This is part of an ongoing series where I’m documenting the development of my serial novel, Razor Mountain.
You can find my spoiler-free journals for each chapter, my spoiler-heavy pre-production journals, and the book itself over at the Razor Mountain landing page.
God-Speaker’s chapters throughout Act II have been jumping through time, showing key moments in God-Speaker’s evolution. They’ve also shown the evolution of Razor Mountain and its people. In this chapter, the narrative is finally approaching the present day. For the first time, we can start to see the same things from both God-Speaker’s and Christopher’s perspective.
This gives me the opportunity to set up some narrative tension by revealing things in God-Speaker’s chapters that will pay off in Christopher’s chapters. Sometimes tension comes from not knowing what will happen next. Sometimes it’s more exciting when the reader can guess what’s happening, but the characters don’t know.
The two new characters introduced in this chapter are Reed and Cain, and they are both members of God-Speaker’s cabinet. However, I looked through my notes and I had no record of what their actual positions are. I was certain I had thought about this when I was first developing the story, but it turns out that writing a book is a messy process, and I either lost those notes or never wrote them in the first place.
Internally, to the citizens of Razor Mountain, the cabinet is a secret arm of the US government that handles the day-to-day operations in the city. Only God-Speaker and the secretaries themselves know the truth about who runs the city. The populace “knows” that the secretaries report to a higher authority, but they’re told it’s the President of the United States and the military. God-Speaker doesn’t need to worry that the population will try to overthrow their autocratic king, because they don’t know that they have a king.
When deciding what positions there should be in this cabinet, I looked at the US presidential cabinet for inspiration. Razor Mountain is a sort of city-state, so a lot of those positions make perfect sense. Others are completely unnecessary (ambassador to the UN) and a few just need to be tweaked.
I wanted a large enough group to seem like a reasonable governing body, and to allow for interesting interactions between members.
These are the positions I ended up with:
- Secretary of the Treasury – Responsible for overall budget, accounting, and income and outflows across all departments.
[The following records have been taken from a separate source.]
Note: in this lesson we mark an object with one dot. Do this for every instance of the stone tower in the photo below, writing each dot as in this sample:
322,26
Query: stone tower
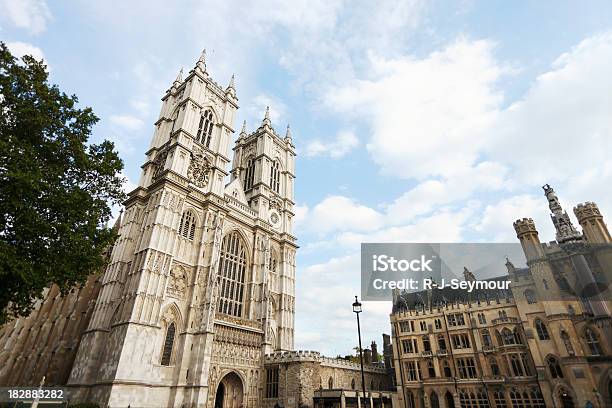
201,279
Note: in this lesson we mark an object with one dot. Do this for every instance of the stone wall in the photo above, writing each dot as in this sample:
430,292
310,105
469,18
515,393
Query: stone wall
303,372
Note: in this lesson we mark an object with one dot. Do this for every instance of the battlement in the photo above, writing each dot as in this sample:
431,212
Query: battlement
524,226
314,356
586,210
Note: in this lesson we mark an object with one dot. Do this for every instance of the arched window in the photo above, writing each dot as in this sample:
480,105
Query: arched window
500,399
232,271
567,342
530,296
447,371
486,338
515,363
205,128
542,330
592,341
494,366
187,225
441,342
553,367
517,336
508,336
249,174
168,344
275,176
566,399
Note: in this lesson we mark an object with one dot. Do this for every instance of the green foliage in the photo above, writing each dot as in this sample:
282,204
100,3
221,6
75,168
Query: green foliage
55,189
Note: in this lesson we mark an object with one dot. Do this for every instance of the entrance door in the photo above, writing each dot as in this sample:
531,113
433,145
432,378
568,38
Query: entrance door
229,392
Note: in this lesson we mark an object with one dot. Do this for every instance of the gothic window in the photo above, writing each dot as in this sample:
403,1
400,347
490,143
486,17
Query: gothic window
412,370
537,399
515,364
554,368
441,342
275,176
272,263
426,344
205,128
486,338
466,367
431,371
500,399
508,337
542,330
494,366
272,382
530,296
187,225
232,271
249,174
446,369
168,344
433,397
567,342
592,341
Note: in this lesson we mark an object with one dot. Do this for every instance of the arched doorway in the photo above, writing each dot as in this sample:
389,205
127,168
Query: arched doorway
565,399
450,401
229,392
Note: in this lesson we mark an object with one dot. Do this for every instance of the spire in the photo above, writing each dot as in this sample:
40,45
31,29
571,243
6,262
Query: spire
179,78
266,120
201,64
231,87
562,222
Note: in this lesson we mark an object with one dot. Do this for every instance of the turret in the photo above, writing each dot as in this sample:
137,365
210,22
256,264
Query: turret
592,223
527,233
562,222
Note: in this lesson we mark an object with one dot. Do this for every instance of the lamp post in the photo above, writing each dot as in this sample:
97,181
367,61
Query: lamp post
357,310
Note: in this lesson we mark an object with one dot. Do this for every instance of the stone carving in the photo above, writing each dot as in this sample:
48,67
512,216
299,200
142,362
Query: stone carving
177,283
159,162
199,168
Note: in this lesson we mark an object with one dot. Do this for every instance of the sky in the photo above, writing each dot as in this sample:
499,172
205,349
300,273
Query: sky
414,121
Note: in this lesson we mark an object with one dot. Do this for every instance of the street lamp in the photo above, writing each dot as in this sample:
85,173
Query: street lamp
357,310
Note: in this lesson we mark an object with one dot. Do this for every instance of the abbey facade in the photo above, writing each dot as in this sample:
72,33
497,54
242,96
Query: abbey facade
543,343
200,283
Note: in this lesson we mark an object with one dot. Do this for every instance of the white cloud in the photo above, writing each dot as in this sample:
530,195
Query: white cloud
342,144
339,213
127,122
257,109
428,117
497,218
19,49
32,15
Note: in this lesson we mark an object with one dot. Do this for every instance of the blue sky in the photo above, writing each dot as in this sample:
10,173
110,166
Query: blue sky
414,121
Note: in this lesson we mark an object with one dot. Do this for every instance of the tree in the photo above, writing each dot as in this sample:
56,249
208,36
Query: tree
55,189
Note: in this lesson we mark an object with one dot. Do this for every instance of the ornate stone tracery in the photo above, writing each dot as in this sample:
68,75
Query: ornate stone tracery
199,168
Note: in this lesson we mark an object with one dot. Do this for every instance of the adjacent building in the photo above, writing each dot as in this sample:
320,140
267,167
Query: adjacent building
543,343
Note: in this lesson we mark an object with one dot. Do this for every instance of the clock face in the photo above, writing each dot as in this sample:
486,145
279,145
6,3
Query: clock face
274,218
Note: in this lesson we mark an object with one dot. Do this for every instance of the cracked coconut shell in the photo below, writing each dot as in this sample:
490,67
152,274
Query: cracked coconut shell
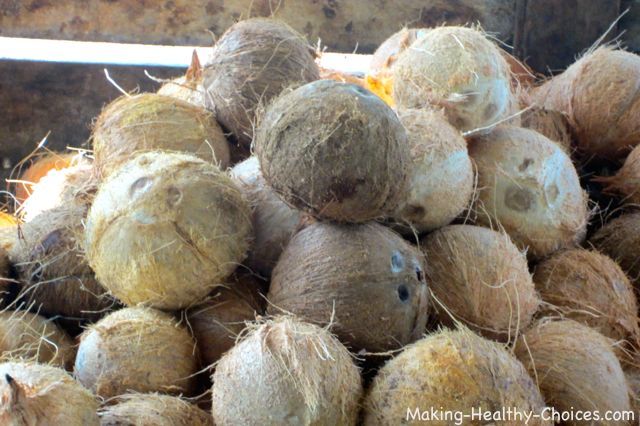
334,150
364,280
451,371
529,186
249,66
150,122
36,394
286,372
139,350
165,229
481,278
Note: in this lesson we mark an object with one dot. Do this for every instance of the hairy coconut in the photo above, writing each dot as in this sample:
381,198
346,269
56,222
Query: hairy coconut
458,69
136,349
274,222
149,122
335,150
590,288
552,124
251,64
217,322
37,394
286,372
152,410
598,94
31,337
575,367
479,277
441,176
347,275
620,240
528,186
165,228
454,371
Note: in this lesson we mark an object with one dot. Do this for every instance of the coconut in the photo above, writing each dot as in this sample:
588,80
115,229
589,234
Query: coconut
155,122
136,349
528,186
335,150
458,69
478,276
31,337
598,94
455,372
575,368
348,275
189,87
286,372
620,240
274,222
217,322
552,124
165,228
152,410
250,65
36,394
441,176
590,288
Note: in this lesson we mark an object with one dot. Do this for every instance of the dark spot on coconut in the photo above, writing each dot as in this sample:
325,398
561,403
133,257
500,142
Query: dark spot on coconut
518,199
403,293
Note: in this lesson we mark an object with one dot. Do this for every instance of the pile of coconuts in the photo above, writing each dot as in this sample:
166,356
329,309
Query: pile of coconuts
263,241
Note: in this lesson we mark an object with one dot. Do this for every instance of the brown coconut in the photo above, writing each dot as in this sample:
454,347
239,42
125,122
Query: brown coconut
31,337
250,65
36,394
552,124
620,240
590,288
529,186
598,94
478,276
441,176
165,229
152,410
217,322
334,150
274,222
575,368
149,122
454,371
347,275
136,349
286,372
457,69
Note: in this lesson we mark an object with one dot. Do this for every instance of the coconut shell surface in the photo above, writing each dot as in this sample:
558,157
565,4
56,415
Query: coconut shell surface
454,371
249,66
529,186
441,176
139,350
165,229
481,278
364,280
590,288
334,150
149,122
153,410
31,337
274,221
575,368
458,69
286,372
598,94
36,394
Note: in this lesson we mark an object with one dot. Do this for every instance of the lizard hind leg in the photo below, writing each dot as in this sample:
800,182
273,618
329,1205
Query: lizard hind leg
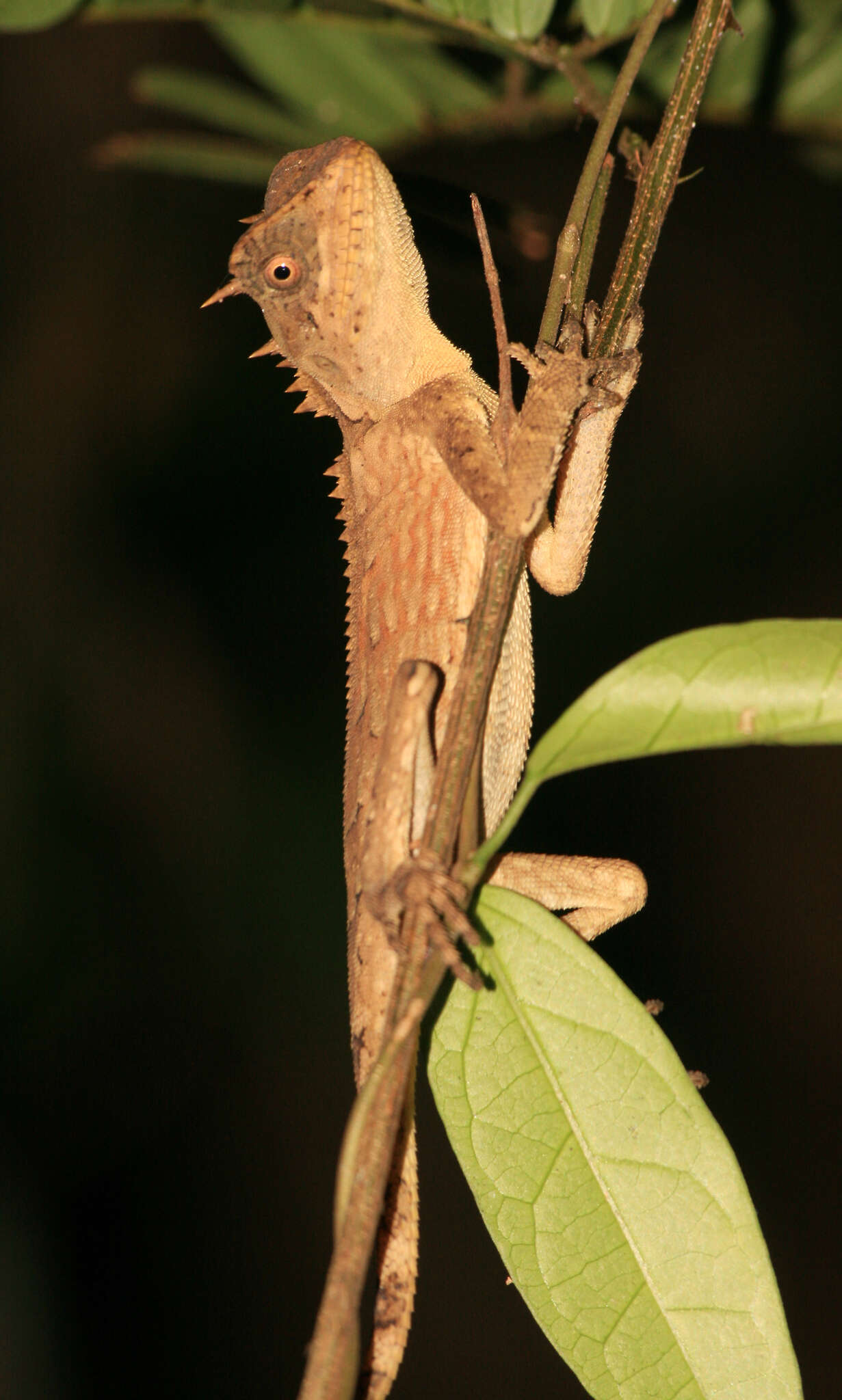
596,893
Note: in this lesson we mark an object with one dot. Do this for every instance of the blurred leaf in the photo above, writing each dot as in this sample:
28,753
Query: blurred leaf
204,156
520,18
220,103
144,9
475,10
34,14
813,77
605,1183
445,88
332,76
752,682
338,80
611,16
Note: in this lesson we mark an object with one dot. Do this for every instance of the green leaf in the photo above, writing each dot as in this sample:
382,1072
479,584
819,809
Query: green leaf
220,103
610,1190
813,79
604,17
196,156
752,682
520,18
34,14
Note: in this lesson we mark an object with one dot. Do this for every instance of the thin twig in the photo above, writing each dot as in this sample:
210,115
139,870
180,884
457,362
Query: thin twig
569,239
660,174
505,415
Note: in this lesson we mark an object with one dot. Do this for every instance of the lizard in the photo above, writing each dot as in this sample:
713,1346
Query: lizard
332,264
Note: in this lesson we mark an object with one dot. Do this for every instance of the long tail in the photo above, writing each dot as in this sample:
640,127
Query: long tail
397,1266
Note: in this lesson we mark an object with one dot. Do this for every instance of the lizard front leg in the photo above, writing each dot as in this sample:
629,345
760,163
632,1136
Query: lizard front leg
558,550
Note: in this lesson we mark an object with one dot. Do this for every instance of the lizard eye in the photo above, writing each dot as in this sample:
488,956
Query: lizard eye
282,271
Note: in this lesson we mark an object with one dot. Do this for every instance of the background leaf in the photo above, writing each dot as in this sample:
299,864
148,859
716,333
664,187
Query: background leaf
611,1193
611,16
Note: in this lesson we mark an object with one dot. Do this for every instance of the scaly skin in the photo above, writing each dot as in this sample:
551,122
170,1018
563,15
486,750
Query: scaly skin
332,265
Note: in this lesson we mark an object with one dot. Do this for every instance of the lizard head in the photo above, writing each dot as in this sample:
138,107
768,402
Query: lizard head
332,265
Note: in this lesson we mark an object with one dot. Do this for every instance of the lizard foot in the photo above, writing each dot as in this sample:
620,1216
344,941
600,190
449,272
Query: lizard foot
425,887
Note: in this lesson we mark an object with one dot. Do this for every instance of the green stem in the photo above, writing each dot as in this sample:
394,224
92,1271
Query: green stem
582,272
570,236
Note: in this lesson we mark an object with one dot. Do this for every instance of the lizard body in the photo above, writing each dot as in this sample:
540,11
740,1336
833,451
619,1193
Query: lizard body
332,264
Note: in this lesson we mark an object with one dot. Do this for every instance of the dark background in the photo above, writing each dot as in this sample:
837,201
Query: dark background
174,1047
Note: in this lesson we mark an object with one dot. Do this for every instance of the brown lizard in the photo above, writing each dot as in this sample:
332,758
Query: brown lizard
332,265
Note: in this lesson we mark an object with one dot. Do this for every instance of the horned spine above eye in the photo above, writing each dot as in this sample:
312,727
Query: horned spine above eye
282,271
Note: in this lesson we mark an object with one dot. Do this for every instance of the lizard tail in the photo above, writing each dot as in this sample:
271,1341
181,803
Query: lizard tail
397,1267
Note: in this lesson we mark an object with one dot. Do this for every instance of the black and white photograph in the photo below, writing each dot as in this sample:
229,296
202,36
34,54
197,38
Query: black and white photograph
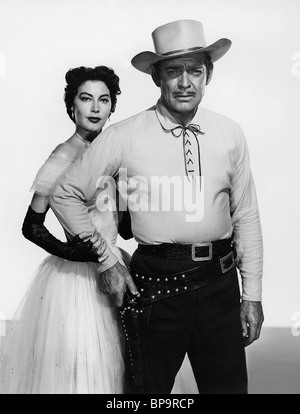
150,205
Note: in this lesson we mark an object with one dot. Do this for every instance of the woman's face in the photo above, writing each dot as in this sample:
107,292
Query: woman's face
92,106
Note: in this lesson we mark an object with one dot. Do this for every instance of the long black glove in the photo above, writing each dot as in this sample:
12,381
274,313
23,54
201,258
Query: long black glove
125,225
77,250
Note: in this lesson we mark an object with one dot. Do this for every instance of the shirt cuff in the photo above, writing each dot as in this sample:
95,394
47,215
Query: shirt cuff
111,261
252,290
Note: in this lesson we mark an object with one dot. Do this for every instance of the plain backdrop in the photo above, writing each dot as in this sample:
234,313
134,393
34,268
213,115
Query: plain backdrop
257,84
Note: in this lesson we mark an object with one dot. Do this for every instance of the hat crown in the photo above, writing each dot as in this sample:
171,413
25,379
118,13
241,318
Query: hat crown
178,36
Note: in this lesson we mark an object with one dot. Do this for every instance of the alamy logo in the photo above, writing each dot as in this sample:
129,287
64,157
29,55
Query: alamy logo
152,194
296,324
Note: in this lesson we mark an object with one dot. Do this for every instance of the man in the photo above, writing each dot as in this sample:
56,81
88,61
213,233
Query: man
183,294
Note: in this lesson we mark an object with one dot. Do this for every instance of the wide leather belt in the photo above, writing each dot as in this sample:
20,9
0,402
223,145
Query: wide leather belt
198,252
155,287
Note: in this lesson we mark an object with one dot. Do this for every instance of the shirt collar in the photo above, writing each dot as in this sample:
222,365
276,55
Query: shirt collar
166,120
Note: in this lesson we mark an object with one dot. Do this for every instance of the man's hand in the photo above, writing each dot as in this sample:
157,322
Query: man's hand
252,318
115,282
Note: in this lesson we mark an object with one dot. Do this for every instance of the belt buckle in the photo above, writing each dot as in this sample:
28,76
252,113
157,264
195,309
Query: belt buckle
223,263
202,259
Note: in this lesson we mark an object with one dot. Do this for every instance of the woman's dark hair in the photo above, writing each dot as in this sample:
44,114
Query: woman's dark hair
76,77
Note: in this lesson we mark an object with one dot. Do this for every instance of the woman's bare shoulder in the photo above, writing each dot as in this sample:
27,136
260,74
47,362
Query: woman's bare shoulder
67,151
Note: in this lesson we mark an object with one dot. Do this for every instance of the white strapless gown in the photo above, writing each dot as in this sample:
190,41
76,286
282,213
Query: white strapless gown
66,337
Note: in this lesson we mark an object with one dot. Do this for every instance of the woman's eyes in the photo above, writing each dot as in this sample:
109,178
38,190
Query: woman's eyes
87,99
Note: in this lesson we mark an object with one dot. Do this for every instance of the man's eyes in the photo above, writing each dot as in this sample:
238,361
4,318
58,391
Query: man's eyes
178,72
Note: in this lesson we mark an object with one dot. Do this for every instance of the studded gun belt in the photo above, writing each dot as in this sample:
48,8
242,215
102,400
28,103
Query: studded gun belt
157,287
198,252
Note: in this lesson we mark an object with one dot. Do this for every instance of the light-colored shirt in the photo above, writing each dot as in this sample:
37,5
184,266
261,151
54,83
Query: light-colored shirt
167,200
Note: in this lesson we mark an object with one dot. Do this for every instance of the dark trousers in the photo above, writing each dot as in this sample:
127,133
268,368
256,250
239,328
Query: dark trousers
206,325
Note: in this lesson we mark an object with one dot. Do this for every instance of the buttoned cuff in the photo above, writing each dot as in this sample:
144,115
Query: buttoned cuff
252,290
111,261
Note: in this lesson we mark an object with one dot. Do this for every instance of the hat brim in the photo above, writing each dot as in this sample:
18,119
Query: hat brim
146,60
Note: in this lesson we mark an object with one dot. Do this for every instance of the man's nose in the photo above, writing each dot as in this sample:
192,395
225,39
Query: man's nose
184,80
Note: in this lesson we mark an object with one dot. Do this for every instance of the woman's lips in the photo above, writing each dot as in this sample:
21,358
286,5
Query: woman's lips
94,120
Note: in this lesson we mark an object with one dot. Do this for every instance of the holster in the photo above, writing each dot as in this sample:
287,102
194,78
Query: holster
135,314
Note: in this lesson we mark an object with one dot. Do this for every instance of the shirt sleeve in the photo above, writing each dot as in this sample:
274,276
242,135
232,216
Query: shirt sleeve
247,231
81,183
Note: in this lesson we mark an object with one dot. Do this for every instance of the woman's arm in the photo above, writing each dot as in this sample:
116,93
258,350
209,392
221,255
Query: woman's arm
76,250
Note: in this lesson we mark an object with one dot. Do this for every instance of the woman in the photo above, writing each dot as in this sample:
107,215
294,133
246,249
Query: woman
65,338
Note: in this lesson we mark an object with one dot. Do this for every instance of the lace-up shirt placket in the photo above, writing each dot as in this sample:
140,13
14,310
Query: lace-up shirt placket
152,144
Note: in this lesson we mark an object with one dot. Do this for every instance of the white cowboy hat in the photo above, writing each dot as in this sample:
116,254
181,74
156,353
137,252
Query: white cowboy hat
181,38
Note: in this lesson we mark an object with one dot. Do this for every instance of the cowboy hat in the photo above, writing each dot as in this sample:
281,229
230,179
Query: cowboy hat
177,39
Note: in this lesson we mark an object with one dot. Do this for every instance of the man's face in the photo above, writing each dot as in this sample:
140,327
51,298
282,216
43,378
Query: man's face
182,82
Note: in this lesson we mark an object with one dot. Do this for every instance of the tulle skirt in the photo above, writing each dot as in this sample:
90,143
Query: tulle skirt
65,337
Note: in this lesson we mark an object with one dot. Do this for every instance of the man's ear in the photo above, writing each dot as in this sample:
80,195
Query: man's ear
209,76
155,77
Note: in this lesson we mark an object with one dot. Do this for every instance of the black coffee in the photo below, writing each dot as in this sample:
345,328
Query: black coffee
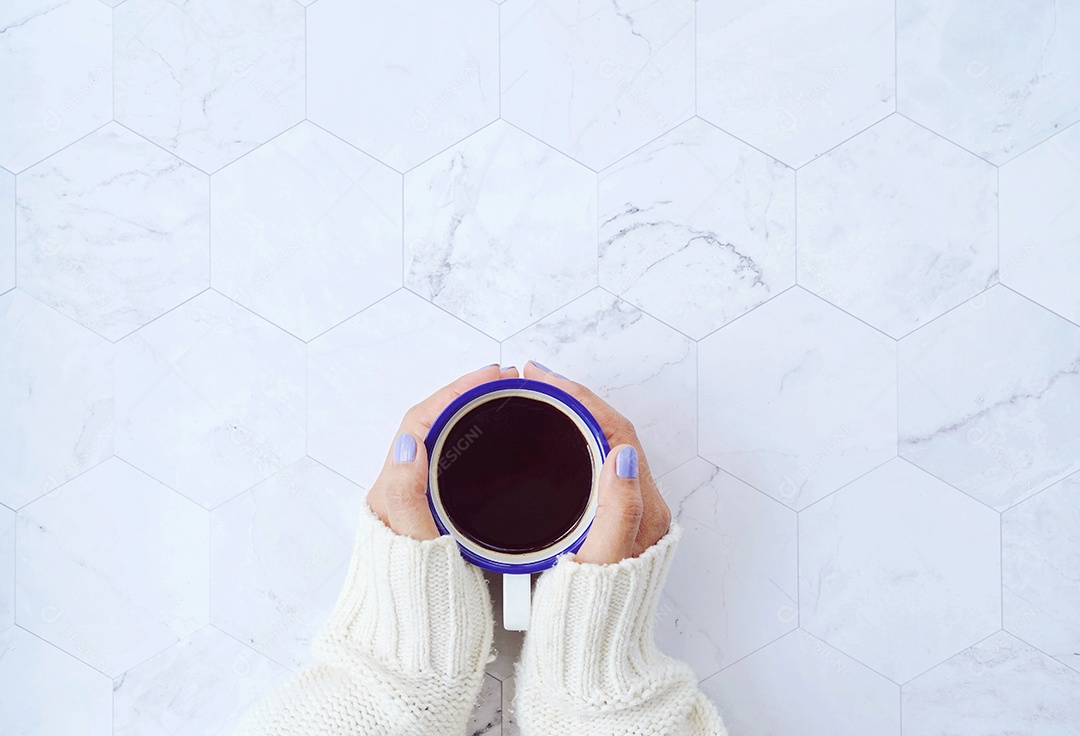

Administers local banking system.
- Secretary of Agriculture – Responsible for local farming and food processing. Works with the Trade Coordinator for food imports from outside.
- Secretary of Commerce – Responsible for most non-food businesses internal to the mountain. Works closely with Secretary of Labor and Trade Coordinator.
- Secretary of Labor – Responsible for labor conditions, allocation of labor across industries, work safety, etc.
- Secretary of Housing – Responsible for maintaining and expanding housing supply within the mountain as needed for the population.
- Secretary of Energy – Responsible for generation and distribution of electric power, lighting, and certain energy-related trade (batteries, generation equipment, etc.)
- Secretary of Education – Responsible for the school and university system.
- Director of Media – Responsible for producing local media, importing external media, censorship.
- Director of Intelligence Operations – Responsible for gathering internal and external intelligence, as well as most external interaction with outsiders for trade.
- Secretary of Science and Technology – Responsible for science and tech R&D, manufacturing, and external trade. Collaborates with Intelligence Ops for external hacking.
- Director of Military Operations – Responsible for military within the mountain and the area around the mountain. Collaborates with Intelligence Operations for external military and espionage ops.
- Trade Coordinator – Responsible for import/export and maintaining trade. Collaborates with Intelligence Operations for external negotiations and obfuscation.
I decided that Cain is the Secretary of Energy. He is very focused on his particular field, and is especially excited about developing and constructing new electric generation and distribution technology.
God-Speaker would be constantly thinking about how to balance power between the cabinet members, and play them off each other so that nobody can ever feel secure or think about turning against him. To this end, I thought he would avoid involving the Secretaries of Intelligence Operations and Director of Military Operations when it comes to investigating their fellows. Instead, he turns to Reed, the Secretary of Labor, who naturally collaborates with the Secretary of Energy on his big building projects.
Resolving Mysteries and Emotional Catharsis
My goal throughout most of this book has been to draw the reader in with a series of mysteries. However, it’s not structured like a classic “who-done-it.” It’s not building up to a revelation that wraps up the plot. Instead, in Act III I will be trying to rapidly resolve most of the open questions that have given the story momentum so far.
Unraveling these mysteries will reveal more about God-Speaker and Christopher, and those revelations will leave Christopher with some difficult things to do, and some difficult choices to make. The end of the story will not be about big mysteries, it will be about the choices Christopher decides to make and why he decides to make them.
This whole structure goes back to one of the big lessons I learned from Chuck Wendig’s Damn Fine Story: the big, world-shaking stakes should be tied directly to the main character’s “smaller” but more relatable personal stakes.
It will be up to Christopher to decide what the outcome is, for himself and for the world.
Next chapter, we go back to Christopher as the two narrative worlds begin to collide.